La Villa de La Orotava destaca, sin lugar a duda, por sus acontecimientos festivos, como las Fiestas del Corpus Cristi que duran cuatro días seguidos, en los cuales las calles del casco antiguo se cubren de flores y culminan el domingo con la Romería de San Isidro Labrador, cuando miles de «magos» en traje típico desfilan cantando y bailando, compartiendo risas y comida con todos los presentes.

La Romería es la representación simbólica de ofrendas de productos de la tierra a San Isidro Labrador y Santa María de la Cabeza, patronos de la ciudad. El 31 de Enero de 1980 han sido declaradas «Fiestas de interés turístico nacional». En ocasión de estas fiestas es tradición, desde principio de siglo, que un artista local haga una alfombra compuesta por tres grandes rectángulos con dibujos inspirados en la Biblia, cubriendo la totalidad de los 900 metros cuadrados de la superficie de la plaza del Ayuntamiento.

El único material empleado es la tierra volcánica de las Cañadas del Teide con sus diferentes matices cromáticos, sin colorante alguno. Las primeras se hicieron en ocasión de la visita del Rey D. Alfonso XIII en 1906 y, desde entonces, la tradición ha continuado año tras año. La Casa de los Balcones, en su afán para conservar y popularizar aún más el patrimonio artístico y cultural de todos los canarios, ofrece constantemente en la Casa del Turista un ejemplo de este tipo de alfombra.

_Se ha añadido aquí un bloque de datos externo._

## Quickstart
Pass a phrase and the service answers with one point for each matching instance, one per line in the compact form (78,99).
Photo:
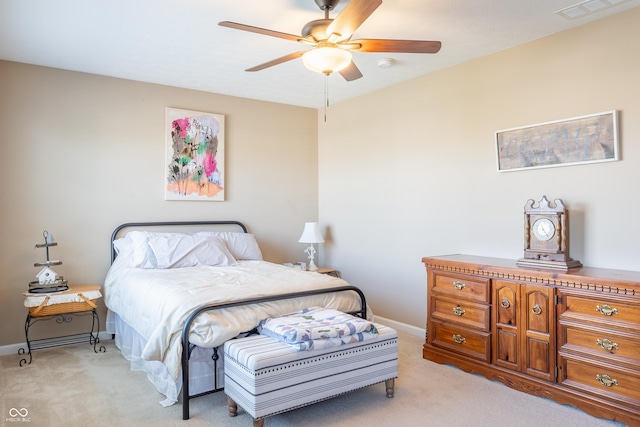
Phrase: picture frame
(194,155)
(575,141)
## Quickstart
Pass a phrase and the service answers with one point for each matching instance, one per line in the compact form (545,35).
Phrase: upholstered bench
(266,377)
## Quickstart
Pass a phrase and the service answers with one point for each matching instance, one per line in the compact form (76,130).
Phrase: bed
(176,291)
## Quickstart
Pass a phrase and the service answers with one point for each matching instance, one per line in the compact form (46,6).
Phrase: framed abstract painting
(194,155)
(579,140)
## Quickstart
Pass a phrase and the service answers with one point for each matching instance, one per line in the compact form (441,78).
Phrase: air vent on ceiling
(588,7)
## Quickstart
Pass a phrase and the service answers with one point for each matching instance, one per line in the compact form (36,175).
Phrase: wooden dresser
(573,336)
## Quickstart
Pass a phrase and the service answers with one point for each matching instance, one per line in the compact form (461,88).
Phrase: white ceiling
(179,43)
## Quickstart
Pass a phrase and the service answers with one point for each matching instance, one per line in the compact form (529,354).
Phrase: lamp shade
(311,233)
(326,59)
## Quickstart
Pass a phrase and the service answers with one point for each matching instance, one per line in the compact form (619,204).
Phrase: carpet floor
(73,386)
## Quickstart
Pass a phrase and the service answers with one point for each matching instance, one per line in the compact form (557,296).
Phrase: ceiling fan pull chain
(326,95)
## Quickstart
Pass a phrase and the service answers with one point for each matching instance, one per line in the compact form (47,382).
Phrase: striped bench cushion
(266,377)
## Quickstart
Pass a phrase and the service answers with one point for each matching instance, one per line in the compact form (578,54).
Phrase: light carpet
(73,386)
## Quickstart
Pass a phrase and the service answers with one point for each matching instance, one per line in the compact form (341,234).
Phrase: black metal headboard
(119,228)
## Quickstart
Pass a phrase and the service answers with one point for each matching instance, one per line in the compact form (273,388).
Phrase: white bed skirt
(201,367)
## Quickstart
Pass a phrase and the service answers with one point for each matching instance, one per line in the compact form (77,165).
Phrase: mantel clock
(546,236)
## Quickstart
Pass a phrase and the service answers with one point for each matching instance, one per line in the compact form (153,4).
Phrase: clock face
(544,229)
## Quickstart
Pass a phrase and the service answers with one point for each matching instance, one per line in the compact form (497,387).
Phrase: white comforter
(156,303)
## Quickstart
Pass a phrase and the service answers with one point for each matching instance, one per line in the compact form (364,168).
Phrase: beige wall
(410,171)
(403,173)
(82,154)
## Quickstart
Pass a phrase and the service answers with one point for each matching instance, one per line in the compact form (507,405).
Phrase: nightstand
(78,300)
(328,271)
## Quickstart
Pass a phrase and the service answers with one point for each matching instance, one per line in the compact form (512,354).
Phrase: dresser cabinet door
(524,322)
(538,318)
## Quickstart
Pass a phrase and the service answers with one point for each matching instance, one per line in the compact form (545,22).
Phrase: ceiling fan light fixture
(326,59)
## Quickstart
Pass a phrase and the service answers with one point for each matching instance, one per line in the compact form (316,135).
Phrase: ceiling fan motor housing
(327,4)
(317,29)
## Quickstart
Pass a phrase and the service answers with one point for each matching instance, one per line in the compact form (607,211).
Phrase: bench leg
(390,386)
(233,407)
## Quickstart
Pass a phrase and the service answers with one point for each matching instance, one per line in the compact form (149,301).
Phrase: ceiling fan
(330,40)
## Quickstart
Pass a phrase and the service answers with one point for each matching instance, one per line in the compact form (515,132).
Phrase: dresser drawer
(600,379)
(616,346)
(462,286)
(461,312)
(600,310)
(476,344)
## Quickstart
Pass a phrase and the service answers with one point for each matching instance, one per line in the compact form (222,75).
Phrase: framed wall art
(579,140)
(194,155)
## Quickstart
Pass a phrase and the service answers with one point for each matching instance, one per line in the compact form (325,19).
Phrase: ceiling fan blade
(259,30)
(401,46)
(277,61)
(351,17)
(351,72)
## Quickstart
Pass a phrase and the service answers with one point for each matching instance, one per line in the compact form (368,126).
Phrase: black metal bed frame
(187,347)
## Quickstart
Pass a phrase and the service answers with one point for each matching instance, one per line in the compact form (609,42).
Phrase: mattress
(155,303)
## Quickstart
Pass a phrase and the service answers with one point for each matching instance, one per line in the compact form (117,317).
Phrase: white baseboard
(402,327)
(7,350)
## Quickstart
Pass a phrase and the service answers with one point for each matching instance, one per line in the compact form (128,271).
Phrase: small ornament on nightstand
(48,280)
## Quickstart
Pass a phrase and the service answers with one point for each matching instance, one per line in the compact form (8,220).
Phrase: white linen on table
(158,302)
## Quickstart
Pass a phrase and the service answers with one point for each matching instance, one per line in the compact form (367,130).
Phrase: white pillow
(241,245)
(133,247)
(188,250)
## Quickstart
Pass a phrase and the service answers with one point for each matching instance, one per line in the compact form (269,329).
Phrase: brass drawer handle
(459,285)
(536,309)
(606,380)
(459,339)
(606,344)
(458,311)
(606,310)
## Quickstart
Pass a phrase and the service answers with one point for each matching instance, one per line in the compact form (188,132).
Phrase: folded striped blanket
(317,328)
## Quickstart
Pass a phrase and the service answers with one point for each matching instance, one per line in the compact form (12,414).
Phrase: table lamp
(311,234)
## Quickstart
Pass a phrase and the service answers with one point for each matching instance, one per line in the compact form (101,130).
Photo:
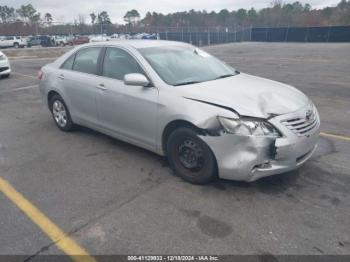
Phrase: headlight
(248,127)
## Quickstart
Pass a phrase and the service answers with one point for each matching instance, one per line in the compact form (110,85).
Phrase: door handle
(102,87)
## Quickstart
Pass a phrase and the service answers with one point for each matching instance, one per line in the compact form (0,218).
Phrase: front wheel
(60,114)
(190,157)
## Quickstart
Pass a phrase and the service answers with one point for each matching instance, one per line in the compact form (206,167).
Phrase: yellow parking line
(30,76)
(63,241)
(346,138)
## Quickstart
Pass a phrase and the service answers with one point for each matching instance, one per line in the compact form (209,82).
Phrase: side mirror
(136,79)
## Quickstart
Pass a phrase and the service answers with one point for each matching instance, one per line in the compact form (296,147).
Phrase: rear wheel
(60,113)
(190,157)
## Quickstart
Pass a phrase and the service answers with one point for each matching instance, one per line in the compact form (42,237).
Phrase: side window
(118,63)
(68,64)
(86,60)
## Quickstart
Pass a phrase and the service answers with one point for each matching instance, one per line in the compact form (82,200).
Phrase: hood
(248,95)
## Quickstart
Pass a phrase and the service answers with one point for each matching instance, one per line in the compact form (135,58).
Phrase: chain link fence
(199,36)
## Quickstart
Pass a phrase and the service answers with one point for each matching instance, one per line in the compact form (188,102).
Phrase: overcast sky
(68,10)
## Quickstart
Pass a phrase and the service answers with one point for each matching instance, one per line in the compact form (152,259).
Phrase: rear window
(86,60)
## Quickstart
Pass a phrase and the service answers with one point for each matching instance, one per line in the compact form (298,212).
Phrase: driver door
(129,112)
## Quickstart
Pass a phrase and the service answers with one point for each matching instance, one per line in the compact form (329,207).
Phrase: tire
(190,157)
(60,114)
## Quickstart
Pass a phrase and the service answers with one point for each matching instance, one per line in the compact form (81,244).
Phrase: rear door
(79,77)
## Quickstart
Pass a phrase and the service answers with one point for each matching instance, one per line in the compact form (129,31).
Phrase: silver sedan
(178,101)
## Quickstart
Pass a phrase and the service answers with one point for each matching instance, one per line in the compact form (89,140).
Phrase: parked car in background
(12,41)
(5,68)
(179,101)
(42,40)
(79,40)
(61,40)
(99,38)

Y, como siempre ocurre en las islas Canarias, la participación de los habitantes es entusiasta y apasionada, así como se demuestra en la composición de las maravillosas alfombras de flores realizadas por los vecinos en las adoquinadas calles del casco antiguo, empleando plantas y flores recolectados en las casas y los jardines de la zona. La primera la hizo Doña Leonor del Castillo de Monteverde en 1847 frente a su casa, en la calle del Colegio.